Wilding spoke up for the first time, his voice harsh with the anger that controlled grief. ‘There’ve been some underhand dealings, that’s why. They were never going to the Southbank. I’ll bet they went to Notting Hill, and got in with some bad hats, and Zellah’s paid the price. We’ve been lied to, made fools of by the Cooper-Hutchinson girl and her cronies. I knew no good would come of this!’ His voice began to rise, and he looked at his wife with near hatred. ‘But you – you took her side, like you always do.
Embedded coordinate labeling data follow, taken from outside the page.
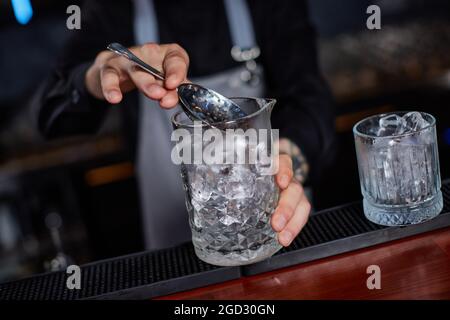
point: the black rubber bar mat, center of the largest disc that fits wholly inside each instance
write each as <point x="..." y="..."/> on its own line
<point x="343" y="229"/>
<point x="151" y="274"/>
<point x="137" y="276"/>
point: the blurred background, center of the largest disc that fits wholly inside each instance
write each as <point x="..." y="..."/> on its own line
<point x="76" y="200"/>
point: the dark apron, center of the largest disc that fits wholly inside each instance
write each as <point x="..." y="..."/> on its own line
<point x="164" y="215"/>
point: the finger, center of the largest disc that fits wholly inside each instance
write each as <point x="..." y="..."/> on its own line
<point x="110" y="84"/>
<point x="289" y="199"/>
<point x="175" y="64"/>
<point x="285" y="172"/>
<point x="296" y="224"/>
<point x="170" y="100"/>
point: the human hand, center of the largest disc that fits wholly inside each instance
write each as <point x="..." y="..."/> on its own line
<point x="293" y="208"/>
<point x="111" y="76"/>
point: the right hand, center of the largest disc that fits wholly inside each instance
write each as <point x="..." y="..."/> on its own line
<point x="111" y="75"/>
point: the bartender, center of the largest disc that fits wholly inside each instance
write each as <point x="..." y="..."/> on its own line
<point x="236" y="47"/>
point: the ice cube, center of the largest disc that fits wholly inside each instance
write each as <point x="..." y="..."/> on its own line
<point x="238" y="184"/>
<point x="391" y="125"/>
<point x="414" y="121"/>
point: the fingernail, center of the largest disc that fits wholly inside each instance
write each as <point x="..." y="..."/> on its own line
<point x="285" y="237"/>
<point x="280" y="223"/>
<point x="154" y="89"/>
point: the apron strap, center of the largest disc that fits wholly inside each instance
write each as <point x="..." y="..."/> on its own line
<point x="145" y="22"/>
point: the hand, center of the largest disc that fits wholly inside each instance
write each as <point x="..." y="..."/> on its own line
<point x="111" y="76"/>
<point x="293" y="208"/>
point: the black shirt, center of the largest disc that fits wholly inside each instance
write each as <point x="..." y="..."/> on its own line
<point x="304" y="112"/>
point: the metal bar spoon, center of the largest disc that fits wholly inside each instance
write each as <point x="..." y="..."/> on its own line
<point x="198" y="103"/>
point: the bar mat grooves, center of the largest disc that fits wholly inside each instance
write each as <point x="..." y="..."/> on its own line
<point x="150" y="274"/>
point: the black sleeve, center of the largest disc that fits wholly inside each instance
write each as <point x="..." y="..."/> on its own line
<point x="64" y="105"/>
<point x="305" y="110"/>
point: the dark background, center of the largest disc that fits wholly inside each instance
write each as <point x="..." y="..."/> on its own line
<point x="89" y="181"/>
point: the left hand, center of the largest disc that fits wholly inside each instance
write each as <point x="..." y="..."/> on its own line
<point x="293" y="208"/>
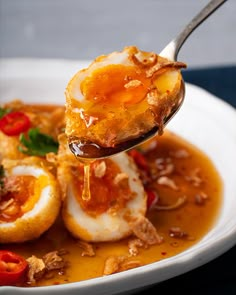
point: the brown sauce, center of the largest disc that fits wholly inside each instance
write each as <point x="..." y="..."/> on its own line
<point x="194" y="176"/>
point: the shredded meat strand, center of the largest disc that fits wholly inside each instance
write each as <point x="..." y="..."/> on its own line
<point x="36" y="270"/>
<point x="134" y="245"/>
<point x="87" y="248"/>
<point x="53" y="261"/>
<point x="145" y="231"/>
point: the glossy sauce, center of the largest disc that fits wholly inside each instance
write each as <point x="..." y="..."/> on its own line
<point x="193" y="217"/>
<point x="21" y="197"/>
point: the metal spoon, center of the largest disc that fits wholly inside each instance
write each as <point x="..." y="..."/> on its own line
<point x="90" y="150"/>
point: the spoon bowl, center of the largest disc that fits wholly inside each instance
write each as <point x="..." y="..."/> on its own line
<point x="91" y="150"/>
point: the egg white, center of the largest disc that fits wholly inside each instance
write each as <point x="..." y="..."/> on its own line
<point x="106" y="226"/>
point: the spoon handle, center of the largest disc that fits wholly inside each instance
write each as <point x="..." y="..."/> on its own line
<point x="172" y="49"/>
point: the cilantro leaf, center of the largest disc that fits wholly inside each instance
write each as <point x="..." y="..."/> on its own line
<point x="37" y="143"/>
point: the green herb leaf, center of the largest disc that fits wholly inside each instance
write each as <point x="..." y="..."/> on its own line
<point x="37" y="143"/>
<point x="4" y="112"/>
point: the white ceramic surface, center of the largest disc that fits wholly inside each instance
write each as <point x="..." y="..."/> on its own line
<point x="204" y="120"/>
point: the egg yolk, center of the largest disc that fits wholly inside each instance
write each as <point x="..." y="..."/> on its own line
<point x="115" y="85"/>
<point x="23" y="194"/>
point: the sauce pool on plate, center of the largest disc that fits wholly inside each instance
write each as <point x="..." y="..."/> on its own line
<point x="184" y="196"/>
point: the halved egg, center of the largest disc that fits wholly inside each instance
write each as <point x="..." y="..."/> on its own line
<point x="117" y="198"/>
<point x="29" y="200"/>
<point x="121" y="96"/>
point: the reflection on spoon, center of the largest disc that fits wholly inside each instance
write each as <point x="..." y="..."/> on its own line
<point x="126" y="97"/>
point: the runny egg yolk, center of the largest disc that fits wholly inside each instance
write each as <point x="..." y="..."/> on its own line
<point x="105" y="192"/>
<point x="25" y="193"/>
<point x="129" y="85"/>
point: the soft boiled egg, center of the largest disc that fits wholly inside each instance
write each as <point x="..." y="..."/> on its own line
<point x="29" y="200"/>
<point x="121" y="96"/>
<point x="117" y="198"/>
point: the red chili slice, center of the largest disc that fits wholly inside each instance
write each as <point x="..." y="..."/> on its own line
<point x="151" y="198"/>
<point x="14" y="123"/>
<point x="13" y="268"/>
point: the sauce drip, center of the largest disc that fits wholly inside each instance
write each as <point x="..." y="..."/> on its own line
<point x="86" y="195"/>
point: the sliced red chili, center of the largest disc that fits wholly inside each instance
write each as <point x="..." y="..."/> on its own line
<point x="139" y="159"/>
<point x="13" y="268"/>
<point x="151" y="198"/>
<point x="14" y="123"/>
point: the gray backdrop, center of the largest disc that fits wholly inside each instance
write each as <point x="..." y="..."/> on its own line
<point x="84" y="29"/>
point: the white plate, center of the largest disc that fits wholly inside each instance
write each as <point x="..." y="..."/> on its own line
<point x="203" y="120"/>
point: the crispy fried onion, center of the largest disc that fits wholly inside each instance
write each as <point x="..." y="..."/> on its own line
<point x="38" y="267"/>
<point x="145" y="231"/>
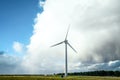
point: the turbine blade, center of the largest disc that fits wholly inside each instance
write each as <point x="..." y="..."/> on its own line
<point x="72" y="47"/>
<point x="67" y="32"/>
<point x="57" y="44"/>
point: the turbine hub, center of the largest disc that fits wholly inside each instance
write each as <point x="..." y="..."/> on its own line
<point x="66" y="41"/>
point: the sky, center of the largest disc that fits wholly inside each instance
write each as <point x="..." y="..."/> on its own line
<point x="29" y="27"/>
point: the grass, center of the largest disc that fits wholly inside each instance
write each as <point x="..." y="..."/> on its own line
<point x="57" y="78"/>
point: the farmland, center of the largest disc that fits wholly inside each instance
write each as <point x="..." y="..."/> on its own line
<point x="17" y="77"/>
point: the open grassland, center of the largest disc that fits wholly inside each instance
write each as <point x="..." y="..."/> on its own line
<point x="57" y="78"/>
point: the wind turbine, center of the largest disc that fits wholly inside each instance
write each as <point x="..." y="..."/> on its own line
<point x="66" y="43"/>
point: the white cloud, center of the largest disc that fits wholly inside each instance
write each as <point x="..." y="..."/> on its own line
<point x="18" y="47"/>
<point x="94" y="34"/>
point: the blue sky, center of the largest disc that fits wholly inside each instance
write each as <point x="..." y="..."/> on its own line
<point x="16" y="21"/>
<point x="94" y="33"/>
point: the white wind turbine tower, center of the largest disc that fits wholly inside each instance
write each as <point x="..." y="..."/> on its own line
<point x="66" y="43"/>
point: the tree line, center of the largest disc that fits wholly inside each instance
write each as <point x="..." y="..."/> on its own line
<point x="94" y="73"/>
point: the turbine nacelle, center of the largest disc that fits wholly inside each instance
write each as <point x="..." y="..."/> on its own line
<point x="66" y="43"/>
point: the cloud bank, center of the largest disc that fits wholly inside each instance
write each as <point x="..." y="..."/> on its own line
<point x="94" y="33"/>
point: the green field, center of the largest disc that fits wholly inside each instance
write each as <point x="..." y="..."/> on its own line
<point x="57" y="78"/>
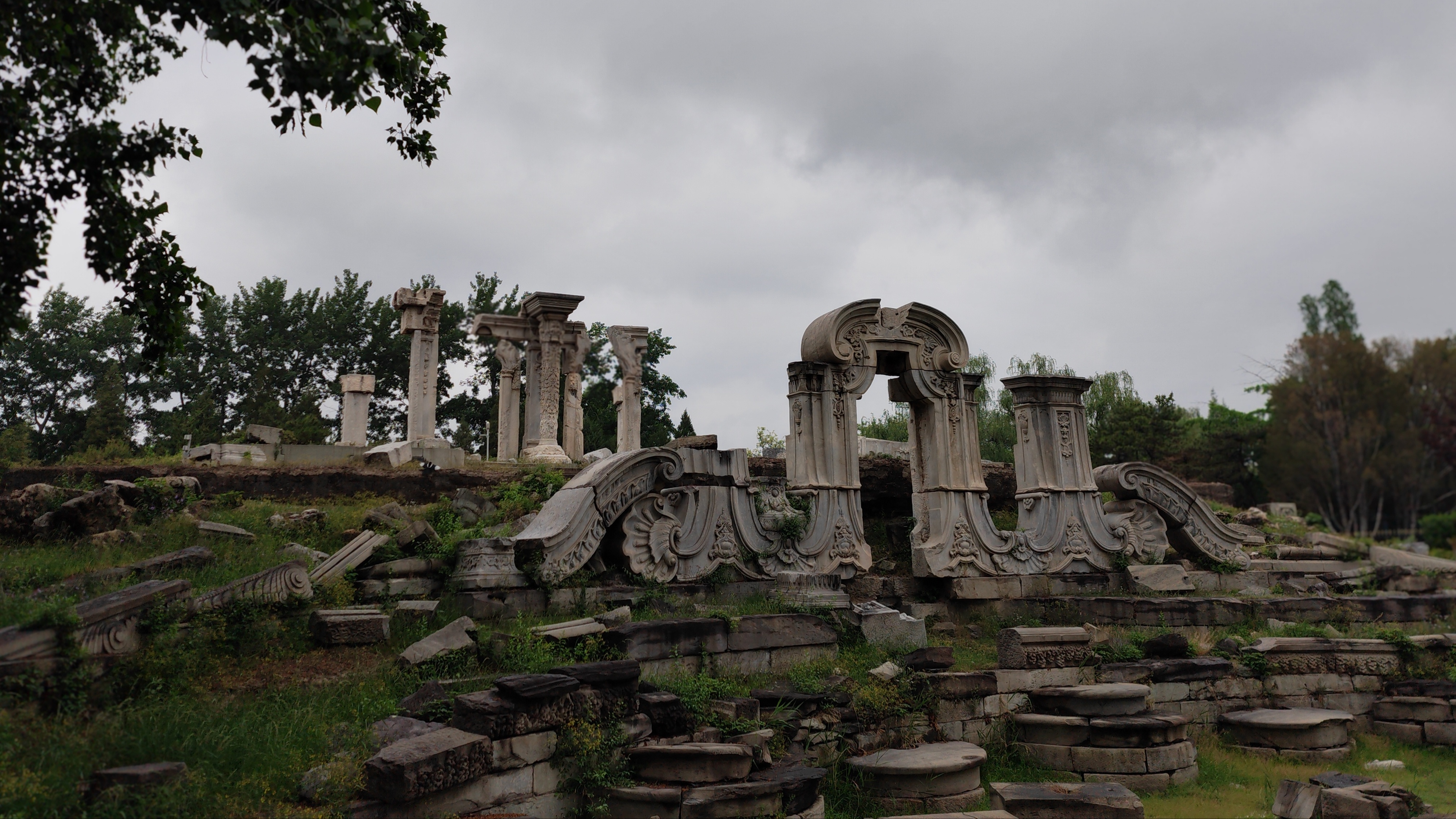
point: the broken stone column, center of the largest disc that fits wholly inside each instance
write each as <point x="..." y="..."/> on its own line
<point x="573" y="438"/>
<point x="420" y="318"/>
<point x="628" y="343"/>
<point x="509" y="419"/>
<point x="548" y="312"/>
<point x="357" y="390"/>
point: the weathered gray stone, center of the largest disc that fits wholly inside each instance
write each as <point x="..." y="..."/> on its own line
<point x="1413" y="709"/>
<point x="772" y="632"/>
<point x="455" y="636"/>
<point x="663" y="639"/>
<point x="427" y="764"/>
<point x="1050" y="648"/>
<point x="348" y="627"/>
<point x="1289" y="728"/>
<point x="1296" y="801"/>
<point x="667" y="713"/>
<point x="1066" y="801"/>
<point x="691" y="763"/>
<point x="1101" y="700"/>
<point x="1165" y="578"/>
<point x="941" y="768"/>
<point x="1049" y="729"/>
You insisted, you with your “Zellah has to make the right sort of friends!” Yes, the sort of friends who lie to their parents, conspire behind your back. I
said
she was too young! She wasn’t like them – sly and worldly and selfish, like that Sophy creature, and those others that hang around with her. All they wanted to do was to corrupt her – and you connived at it! I blame you for this! If I’d had my way she wouldn’t have gone out at all. She’d still be alive!’